The estimated effect of grade on salary is:

$\hat \beta_1$ = 2.104

(close to the “true” effect!)

We can quantify the benefit of including the random slope by the ICC:

$\gamma^2$ = 0.121
$\sigma^2$ = 8.314
$ICC$ = 0.015

Example of APA format results summary

A linear mixed-effects model was fitted to predict salary based on grade, with random intercepts and slopes for grade across major. The model included 25 observations across 5 majors. The model converged successfully (REML = 137.7), though a boundary (singular) fit was detected, suggesting potential overparameterization or perfect correlation among random effects.
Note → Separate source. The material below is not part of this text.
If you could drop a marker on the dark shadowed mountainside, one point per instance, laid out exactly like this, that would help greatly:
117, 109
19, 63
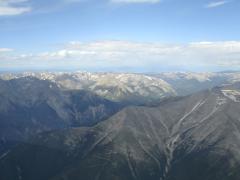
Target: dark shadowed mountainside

The fixed effect of grade was statistically significant, indicating that higher grades were associated with higher salaries, b = 2.10, SE = 0.76, t(12.08) = 2.78, p = .017. The intercept was not significant, b = 1.60, SE = 5.34, t(3.95) = 0.30, p = .779.

Random effects indicated substantial variability in intercepts across majors (SD = 11.87), and a smaller but perfectly correlated variability in slopes for grade (SD = 0.35). The residual standard deviation was 2.88.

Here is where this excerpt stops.